NASA, ESA Aim to Bring a Piece of Mars Back to Earth

Space agencies have sent various missions to Mars and made fascinating discoveries in the process, but getting samples back to Earth would allow for much more detailed analysis. After a false start some years ago, NASA and the European Space Agency (ESA) have agreed to work together on a Mars sample return mission. The first phase of the mission will kick off with the NASA 2020 Mars rover, but the return mission is still in the early planning stages.

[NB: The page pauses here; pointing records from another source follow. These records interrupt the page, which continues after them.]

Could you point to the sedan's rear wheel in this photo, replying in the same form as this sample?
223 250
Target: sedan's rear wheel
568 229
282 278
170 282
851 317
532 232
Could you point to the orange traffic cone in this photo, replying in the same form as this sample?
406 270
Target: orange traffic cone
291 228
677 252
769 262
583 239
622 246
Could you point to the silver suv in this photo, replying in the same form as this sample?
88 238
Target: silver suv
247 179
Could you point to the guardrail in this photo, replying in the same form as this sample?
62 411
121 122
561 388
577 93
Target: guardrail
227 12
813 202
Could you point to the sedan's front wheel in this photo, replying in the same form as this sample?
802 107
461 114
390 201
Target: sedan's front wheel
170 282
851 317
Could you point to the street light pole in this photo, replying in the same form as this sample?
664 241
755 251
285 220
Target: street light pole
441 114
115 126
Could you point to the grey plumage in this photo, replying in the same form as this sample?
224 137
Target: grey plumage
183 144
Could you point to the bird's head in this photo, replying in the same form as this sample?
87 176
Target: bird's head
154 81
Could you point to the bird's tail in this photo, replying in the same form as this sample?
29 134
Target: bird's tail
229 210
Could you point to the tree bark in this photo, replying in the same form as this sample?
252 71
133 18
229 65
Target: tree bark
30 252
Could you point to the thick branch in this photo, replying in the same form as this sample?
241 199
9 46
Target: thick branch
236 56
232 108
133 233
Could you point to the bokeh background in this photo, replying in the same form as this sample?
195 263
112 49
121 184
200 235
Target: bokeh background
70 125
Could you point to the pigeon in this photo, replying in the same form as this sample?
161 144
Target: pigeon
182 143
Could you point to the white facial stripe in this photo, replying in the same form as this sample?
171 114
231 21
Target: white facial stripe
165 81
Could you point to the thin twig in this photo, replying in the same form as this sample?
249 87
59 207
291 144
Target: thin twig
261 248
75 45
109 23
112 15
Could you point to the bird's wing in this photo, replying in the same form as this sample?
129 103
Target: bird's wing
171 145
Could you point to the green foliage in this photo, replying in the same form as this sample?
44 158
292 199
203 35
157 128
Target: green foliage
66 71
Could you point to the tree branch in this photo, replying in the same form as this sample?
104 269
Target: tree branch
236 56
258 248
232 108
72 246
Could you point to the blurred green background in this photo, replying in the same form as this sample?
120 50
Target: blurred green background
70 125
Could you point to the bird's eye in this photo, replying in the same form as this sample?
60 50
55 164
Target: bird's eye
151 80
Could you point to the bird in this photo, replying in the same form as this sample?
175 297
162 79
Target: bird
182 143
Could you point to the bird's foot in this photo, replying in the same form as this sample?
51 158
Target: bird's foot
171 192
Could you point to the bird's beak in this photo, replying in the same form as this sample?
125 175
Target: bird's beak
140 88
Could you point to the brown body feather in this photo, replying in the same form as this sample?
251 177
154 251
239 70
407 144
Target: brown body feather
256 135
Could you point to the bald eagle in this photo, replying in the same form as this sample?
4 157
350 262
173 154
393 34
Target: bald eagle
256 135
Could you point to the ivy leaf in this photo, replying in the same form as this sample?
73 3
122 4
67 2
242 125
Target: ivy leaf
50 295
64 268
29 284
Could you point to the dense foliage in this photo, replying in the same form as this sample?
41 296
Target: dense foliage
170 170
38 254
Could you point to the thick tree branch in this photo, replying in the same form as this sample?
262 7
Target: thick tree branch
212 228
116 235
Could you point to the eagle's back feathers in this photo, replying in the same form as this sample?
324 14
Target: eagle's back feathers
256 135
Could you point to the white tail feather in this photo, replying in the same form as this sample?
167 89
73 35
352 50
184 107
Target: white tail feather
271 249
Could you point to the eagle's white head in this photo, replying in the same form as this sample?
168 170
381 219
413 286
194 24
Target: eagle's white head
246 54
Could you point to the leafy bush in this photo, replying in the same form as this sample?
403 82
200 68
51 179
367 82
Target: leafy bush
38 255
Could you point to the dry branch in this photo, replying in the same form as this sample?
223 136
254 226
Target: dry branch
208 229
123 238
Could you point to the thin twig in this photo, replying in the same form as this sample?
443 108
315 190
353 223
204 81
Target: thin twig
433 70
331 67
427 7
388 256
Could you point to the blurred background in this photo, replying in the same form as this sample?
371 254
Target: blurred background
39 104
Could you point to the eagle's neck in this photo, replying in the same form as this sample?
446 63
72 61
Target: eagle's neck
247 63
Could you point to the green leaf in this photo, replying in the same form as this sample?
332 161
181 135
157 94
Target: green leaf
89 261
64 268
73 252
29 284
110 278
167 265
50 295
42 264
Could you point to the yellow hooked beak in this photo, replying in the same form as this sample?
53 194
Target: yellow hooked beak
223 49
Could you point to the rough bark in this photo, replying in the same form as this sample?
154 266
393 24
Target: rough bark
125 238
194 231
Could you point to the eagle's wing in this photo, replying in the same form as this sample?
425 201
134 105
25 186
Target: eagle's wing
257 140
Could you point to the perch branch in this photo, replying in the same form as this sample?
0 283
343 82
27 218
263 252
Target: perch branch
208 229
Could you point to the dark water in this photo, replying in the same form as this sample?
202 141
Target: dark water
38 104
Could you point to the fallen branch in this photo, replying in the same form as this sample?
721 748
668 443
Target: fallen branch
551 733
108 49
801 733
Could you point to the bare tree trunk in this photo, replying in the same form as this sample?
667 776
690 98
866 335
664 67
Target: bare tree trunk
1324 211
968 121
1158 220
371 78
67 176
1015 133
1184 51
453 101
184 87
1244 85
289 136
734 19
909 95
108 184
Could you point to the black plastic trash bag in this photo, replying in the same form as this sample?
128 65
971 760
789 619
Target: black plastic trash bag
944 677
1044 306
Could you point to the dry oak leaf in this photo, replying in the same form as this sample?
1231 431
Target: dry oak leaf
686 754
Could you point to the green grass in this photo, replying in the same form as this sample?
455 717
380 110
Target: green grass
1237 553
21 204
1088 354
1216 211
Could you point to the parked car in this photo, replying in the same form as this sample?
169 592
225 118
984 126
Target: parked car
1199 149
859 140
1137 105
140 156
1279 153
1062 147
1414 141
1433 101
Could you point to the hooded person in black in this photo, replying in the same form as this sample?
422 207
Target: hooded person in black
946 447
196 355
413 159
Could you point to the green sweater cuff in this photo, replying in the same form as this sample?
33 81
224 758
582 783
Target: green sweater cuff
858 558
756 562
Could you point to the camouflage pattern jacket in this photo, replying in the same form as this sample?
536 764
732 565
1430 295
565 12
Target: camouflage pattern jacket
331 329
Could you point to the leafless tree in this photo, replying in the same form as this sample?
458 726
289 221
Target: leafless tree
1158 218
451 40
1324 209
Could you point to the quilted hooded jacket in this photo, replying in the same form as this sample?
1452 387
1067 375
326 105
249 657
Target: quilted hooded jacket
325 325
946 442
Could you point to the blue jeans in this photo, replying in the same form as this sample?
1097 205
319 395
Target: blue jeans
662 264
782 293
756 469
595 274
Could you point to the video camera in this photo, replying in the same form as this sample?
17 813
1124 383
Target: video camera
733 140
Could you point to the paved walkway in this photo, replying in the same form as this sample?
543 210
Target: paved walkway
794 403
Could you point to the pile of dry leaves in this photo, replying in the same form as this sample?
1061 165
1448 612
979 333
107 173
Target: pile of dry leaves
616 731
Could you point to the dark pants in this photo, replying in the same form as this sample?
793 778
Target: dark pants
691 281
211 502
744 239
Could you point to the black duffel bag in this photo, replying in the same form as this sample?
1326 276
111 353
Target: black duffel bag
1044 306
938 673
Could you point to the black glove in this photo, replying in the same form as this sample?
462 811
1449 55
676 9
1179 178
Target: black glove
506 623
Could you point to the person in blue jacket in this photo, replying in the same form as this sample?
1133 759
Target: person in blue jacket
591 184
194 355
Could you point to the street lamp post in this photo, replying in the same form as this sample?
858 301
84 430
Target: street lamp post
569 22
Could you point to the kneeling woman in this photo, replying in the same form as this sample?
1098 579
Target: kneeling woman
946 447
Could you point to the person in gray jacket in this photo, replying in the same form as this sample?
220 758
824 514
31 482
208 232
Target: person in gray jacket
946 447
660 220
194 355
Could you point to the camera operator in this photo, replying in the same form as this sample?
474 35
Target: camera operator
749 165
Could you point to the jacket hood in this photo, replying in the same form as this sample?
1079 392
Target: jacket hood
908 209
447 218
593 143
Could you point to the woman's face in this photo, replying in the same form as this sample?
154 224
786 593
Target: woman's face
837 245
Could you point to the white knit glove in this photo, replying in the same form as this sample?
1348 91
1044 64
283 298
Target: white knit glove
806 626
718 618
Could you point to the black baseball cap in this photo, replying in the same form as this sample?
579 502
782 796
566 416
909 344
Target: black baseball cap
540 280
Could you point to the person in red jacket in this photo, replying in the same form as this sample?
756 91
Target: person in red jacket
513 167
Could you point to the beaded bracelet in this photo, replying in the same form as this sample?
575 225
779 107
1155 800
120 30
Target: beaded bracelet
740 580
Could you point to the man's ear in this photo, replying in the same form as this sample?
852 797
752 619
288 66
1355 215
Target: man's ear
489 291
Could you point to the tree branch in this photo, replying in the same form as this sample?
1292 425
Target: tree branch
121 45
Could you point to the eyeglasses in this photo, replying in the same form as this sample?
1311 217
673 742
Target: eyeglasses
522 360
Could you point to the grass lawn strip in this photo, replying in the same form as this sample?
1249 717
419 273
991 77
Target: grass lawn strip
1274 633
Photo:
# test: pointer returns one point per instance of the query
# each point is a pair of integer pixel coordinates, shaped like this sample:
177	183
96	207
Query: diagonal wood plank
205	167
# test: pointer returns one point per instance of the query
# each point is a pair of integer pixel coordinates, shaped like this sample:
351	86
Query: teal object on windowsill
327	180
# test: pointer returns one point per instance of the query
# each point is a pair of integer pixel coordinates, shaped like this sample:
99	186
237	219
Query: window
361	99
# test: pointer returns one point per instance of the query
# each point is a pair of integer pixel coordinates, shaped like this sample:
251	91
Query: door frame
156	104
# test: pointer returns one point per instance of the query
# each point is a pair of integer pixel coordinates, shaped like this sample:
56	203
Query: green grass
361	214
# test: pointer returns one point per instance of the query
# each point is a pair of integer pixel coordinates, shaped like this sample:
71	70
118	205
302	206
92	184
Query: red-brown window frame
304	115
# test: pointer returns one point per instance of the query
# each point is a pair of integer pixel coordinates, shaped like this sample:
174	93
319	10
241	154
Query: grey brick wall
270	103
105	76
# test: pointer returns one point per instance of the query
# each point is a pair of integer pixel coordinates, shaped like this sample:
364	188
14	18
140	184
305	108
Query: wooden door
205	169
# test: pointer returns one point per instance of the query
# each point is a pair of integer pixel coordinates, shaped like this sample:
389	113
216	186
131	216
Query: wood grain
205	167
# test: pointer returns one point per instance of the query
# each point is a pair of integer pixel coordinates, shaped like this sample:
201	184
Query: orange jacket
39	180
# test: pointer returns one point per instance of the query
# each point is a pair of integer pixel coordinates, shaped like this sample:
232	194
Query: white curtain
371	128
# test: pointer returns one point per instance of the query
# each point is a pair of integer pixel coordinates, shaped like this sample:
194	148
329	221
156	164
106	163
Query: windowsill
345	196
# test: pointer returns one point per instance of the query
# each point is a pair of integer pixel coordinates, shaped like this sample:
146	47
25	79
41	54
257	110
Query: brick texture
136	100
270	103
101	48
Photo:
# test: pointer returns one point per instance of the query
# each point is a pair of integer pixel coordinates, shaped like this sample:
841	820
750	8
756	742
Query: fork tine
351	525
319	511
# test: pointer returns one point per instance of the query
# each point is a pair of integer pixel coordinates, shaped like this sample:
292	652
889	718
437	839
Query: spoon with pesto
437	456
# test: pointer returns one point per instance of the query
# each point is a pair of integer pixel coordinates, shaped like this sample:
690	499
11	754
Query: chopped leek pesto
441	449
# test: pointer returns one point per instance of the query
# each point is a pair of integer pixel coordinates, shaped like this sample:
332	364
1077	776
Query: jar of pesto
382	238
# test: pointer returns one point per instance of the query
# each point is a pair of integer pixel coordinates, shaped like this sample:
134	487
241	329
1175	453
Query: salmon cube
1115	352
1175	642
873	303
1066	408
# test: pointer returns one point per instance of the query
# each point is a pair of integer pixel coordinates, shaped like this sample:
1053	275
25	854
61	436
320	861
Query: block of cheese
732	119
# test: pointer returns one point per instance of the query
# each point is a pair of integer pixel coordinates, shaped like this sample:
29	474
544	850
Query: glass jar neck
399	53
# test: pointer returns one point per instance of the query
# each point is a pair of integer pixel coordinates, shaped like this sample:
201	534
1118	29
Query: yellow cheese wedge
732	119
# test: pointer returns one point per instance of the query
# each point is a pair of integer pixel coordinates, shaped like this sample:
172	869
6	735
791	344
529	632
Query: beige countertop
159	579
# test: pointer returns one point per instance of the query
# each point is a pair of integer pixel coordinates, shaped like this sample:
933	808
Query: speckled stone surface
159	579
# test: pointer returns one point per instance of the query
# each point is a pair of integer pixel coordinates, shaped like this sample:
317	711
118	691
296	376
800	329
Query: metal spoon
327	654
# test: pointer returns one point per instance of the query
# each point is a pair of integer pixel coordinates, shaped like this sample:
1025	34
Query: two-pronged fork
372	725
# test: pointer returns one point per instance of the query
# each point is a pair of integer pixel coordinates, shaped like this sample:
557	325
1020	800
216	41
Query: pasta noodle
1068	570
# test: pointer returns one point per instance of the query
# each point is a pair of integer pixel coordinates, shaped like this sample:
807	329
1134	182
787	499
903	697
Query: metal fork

Scientists are interested to find out if life ever existed on Mars (or maybe still does). There’s only so much you can do with instruments crammed into a rover. Having samples of Martian soil on Earth would allow researchers to conduct more detailed analysis, and we could save samples for future testing as new technologies come into being.
Part of the NASA 2020 rover mission will include a tool to collect pencil-sized samples of Martian soil. The rover will store up to 31 of these small canisters inside a larger sample container, but that mission won’t include any way to head back to Earth. The ESA’s ExoMars rover will also collect samples after it lands in 2021, but it’ll drill up to 2 meters deep. Again, it’s not designed to come home. The ESA already has the ExoMars orbiter in space around Mars to scope out potential landing zones.
After sample collection is complete, NASA and the ESA envision a second mission heading to Mars with a small retrieval robot. It would meet up with the rovers to get the sample containers and load them into a small Mars Ascent Vehicle that takes them back into orbit. The third and final part of the return process would involve a separate mission heading the Mars orbit to rendezvous with the sample container. This is the craft that would return to Earth with the Martian samples.

When those samples get back to Earth, which might not be until the 2030s, scientists will have to observe strict containment procedures. That’s to protect the samples as well as us. Contaminating the samples with Earth microorganisms could ruin the data, and contaminating Earth with (potential) Martian microorganisms could give us all space plague. Well, probably not, but better safe than sorry.
Studying the samples up close could aid in our understanding of Mars’ history and its capacity to support life. If humans are ever going to live on Mars, those are important things to know.